Indoril monta et ferma la porte de la voiture. Le cocher démarra. Helseth suivit le convoi jusqu’au dehors, dans le matin encore assez frais. Il regarda la voiture s’éloigner, jusqu’à la voir disparaître alors qu’elle tournait à l’angle du chemin, après avoir dévalé la colline du château. Puis il resta là quelques instants encore.
][
Le lendemain soir, après deux journées de route, Indoril était de retour à Amras, petite ville au milieu de la campagne qui restait cependant la plus peuplée du comté de Dren. Le convoi traversa la ville et se dirigea du côté de la demeure familiale des Nérévar. Un domestique vint à sa rencontre et ouvrit la porte de la voiture
- Bonsoir, maître. Avez-vous fait bon voyage ?
- Oui… répondit laconiquement le comte.
Le cocher se dirigea vers les écuries
- Madame votre mère et mademoiselle votre sœur ont dîné, et sont même déjà couchées, mais je peux demander au cuisinier de vous préparer quelque chose… Vous devez être épuisé.
- Très bien, merci. Pourriez-vous ensuite aller aux écuries aider le cocher à monter mes bagages ? Et dites à Helkar que Tonnerre devra être prêt demain à l’aube. J’aurai à faire à Molag Tir, et je veux mon meilleur cheval.
Indoril pénétra ensuite dans la grande bâtisse et monta en direction de sa chambre. Il croisa un autre domestique à qui il demanda :
- Pouvez-vous appeler Landras pour moi, s’il vous plaît ? Je suis dans ma chambre.
Quelques minutes plus tard, le maître d’armes entrait dans la chambre du comte.
- Bonsoir Indoril. Votre voyage s’est bien passé ? Comment était la capitale ?
- Mmm… la situation est… assez préoccupante. Le Roi a demandé à tous ses vassaux de préparer une armée. Je te laisse t’en charger… ?
- J’annoncerais l’avis de conscription demain matin.
- Très bien, merci.
Indoril continuait à ranger ses affaires qu’on lui avait montées, et ne se préoccupait plus de Landras. Celui-ci restait pourtant là, immobile, devant la porte. Il finit par se décider à demander :
- Vous… hum… Vous avez revu Monseigneur Helseth, le conseiller du Roi ?
Indoril arrêta ses occupations et se tourna vers Landras. Il lui répondit d’un ton assez froid, presque cassant :
- Bien sûr que oui.
Landras hocha la tête et se retourna pour quitter la pièce. Alors qu’il avait ouvert la porte, il se retourna une nouvelle fois et hasarda :
- Désirez-vous que je vous rejoigne… un peu plus tard ?

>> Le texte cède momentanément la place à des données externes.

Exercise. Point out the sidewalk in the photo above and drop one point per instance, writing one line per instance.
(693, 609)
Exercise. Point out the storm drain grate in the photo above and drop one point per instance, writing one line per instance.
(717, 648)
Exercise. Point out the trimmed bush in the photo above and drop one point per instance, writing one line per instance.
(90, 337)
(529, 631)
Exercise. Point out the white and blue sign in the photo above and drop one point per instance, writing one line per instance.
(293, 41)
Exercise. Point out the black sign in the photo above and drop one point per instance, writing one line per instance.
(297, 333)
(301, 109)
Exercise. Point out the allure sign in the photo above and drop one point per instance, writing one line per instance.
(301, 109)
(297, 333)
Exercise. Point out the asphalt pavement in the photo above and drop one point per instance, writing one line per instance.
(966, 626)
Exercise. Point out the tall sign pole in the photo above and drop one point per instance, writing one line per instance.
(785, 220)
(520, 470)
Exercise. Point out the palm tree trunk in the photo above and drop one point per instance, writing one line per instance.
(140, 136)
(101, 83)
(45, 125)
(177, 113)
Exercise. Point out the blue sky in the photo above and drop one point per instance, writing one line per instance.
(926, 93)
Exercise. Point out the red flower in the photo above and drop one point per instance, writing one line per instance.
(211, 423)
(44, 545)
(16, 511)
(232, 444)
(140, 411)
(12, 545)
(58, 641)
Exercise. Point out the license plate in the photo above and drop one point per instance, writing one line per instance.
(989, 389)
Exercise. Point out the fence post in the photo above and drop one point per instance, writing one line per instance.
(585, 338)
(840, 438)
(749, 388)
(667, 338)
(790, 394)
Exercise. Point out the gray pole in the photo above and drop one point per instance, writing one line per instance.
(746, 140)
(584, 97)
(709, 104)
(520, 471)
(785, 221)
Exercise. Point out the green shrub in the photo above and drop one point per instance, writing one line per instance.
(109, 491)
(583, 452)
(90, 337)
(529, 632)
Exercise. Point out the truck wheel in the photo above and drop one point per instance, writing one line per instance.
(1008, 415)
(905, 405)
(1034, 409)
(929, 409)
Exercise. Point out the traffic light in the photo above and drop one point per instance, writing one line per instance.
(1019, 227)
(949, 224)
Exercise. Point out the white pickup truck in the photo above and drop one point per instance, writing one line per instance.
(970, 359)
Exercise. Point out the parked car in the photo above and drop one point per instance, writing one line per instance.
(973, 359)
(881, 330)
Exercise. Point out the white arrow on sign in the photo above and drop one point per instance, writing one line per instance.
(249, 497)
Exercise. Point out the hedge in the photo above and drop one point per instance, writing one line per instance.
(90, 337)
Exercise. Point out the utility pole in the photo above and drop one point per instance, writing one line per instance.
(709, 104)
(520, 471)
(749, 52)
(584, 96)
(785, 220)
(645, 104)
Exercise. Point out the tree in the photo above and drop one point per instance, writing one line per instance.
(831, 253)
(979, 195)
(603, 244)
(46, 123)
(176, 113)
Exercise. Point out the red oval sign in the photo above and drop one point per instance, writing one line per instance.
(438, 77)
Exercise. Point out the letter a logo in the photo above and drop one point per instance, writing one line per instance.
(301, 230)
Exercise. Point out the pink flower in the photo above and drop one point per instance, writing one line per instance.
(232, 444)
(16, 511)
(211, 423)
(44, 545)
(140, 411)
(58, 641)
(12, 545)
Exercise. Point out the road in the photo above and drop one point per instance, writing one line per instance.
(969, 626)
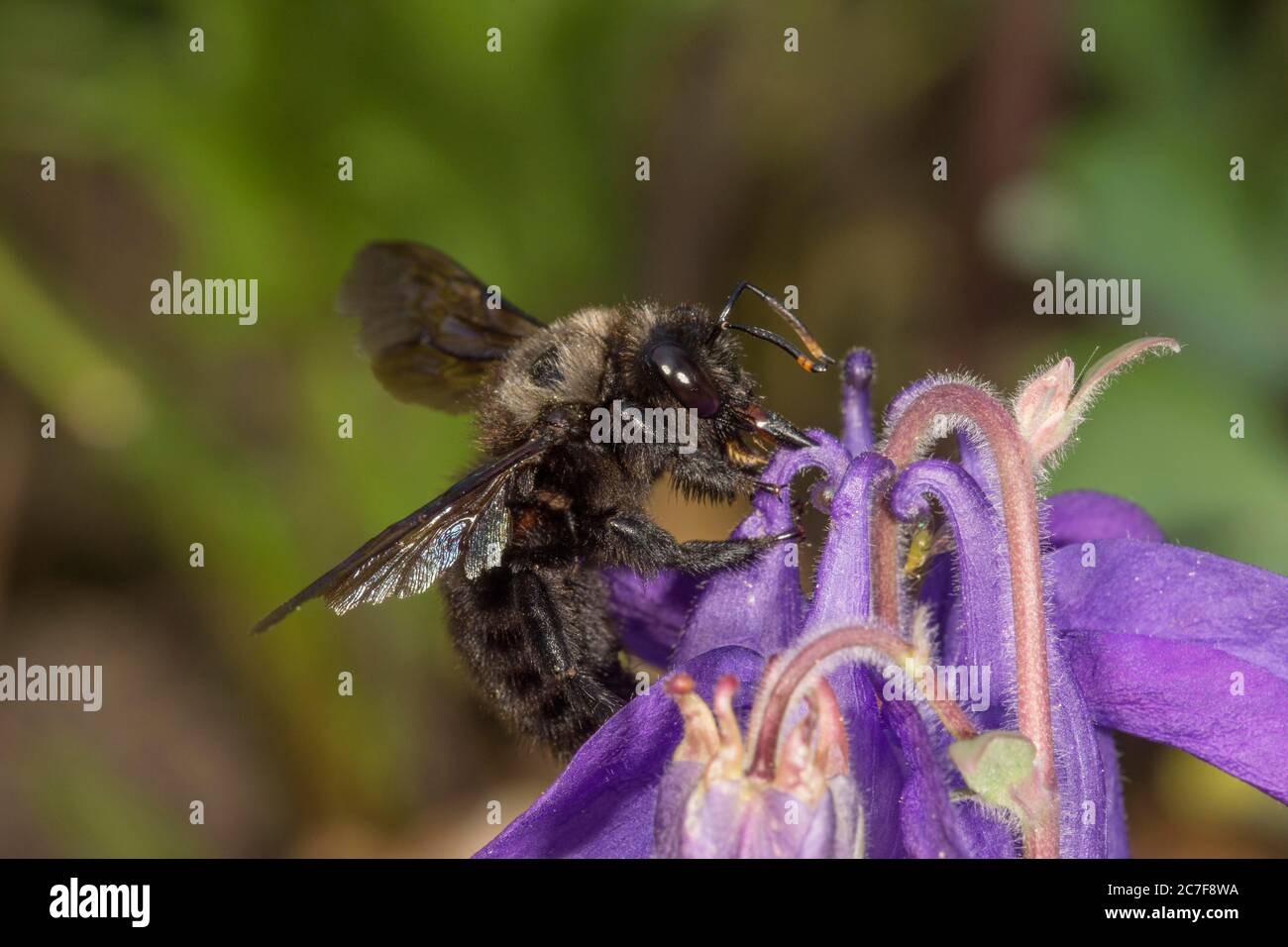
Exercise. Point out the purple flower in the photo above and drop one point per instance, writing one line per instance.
(951, 686)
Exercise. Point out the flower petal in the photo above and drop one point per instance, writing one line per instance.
(1176, 592)
(1086, 515)
(857, 402)
(1188, 694)
(603, 804)
(1181, 647)
(844, 585)
(649, 613)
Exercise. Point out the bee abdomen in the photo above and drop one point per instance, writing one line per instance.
(500, 646)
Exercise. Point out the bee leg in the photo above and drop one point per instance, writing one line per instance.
(542, 620)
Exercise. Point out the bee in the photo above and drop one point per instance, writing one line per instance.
(520, 541)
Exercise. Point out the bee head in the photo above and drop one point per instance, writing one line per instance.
(686, 357)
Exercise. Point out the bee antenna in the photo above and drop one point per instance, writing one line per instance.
(802, 359)
(819, 361)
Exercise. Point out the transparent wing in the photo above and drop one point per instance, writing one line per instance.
(426, 324)
(407, 557)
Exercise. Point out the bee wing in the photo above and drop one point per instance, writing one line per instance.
(426, 324)
(407, 557)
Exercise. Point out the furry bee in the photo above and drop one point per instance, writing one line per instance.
(519, 543)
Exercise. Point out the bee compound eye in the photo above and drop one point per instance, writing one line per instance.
(687, 380)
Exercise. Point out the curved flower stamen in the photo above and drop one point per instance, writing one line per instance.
(978, 539)
(914, 418)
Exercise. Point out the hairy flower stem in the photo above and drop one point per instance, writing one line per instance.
(1020, 515)
(789, 685)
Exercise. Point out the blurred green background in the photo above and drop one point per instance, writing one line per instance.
(807, 169)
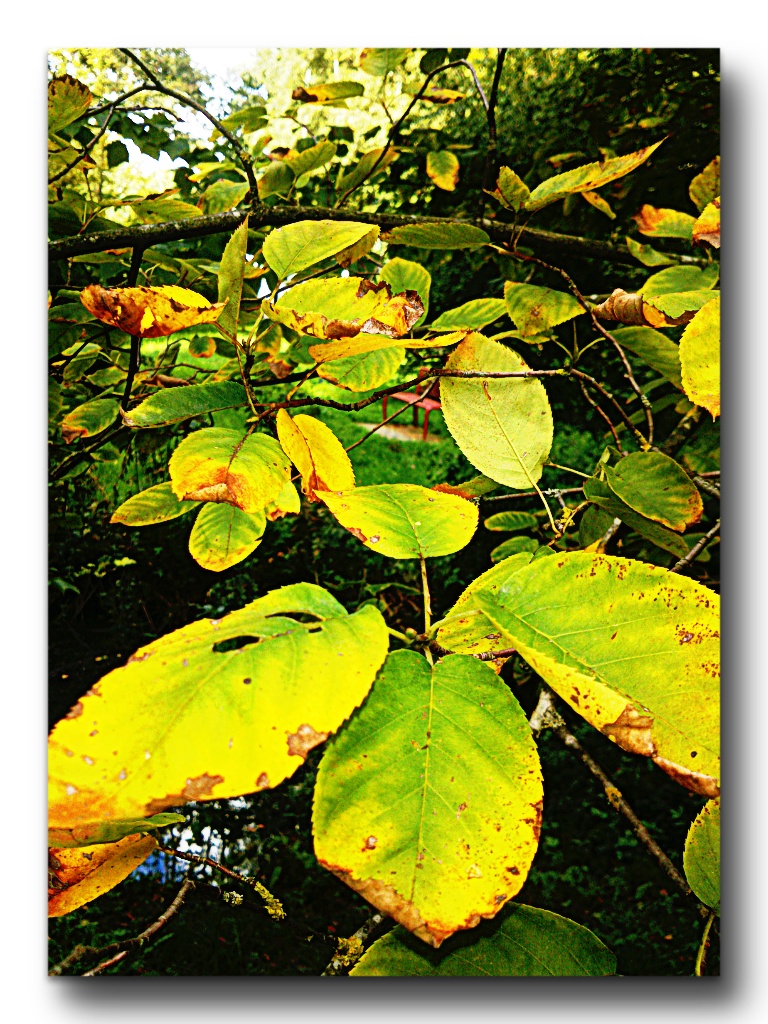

Indoril qui était retourné à ses activités de rangement ne lui jeta cette fois-ci qu’un rapide coup d’œil, puis lui dit d’un ton égal :
- Non… Je vais simplement manger, et dormir. Je me lève tôt demain.
- Très bien.
Le maître d’armes quitta la pièce. Il refermait la porte derrière lui quand Indoril l’interrompit :
- Landras !
- Oui ?
- Excuse-moi… Je suis très fatigué.
- Je comprends.
Quelques minutes plus tard, Indoril, affamé, descendait à la cuisine.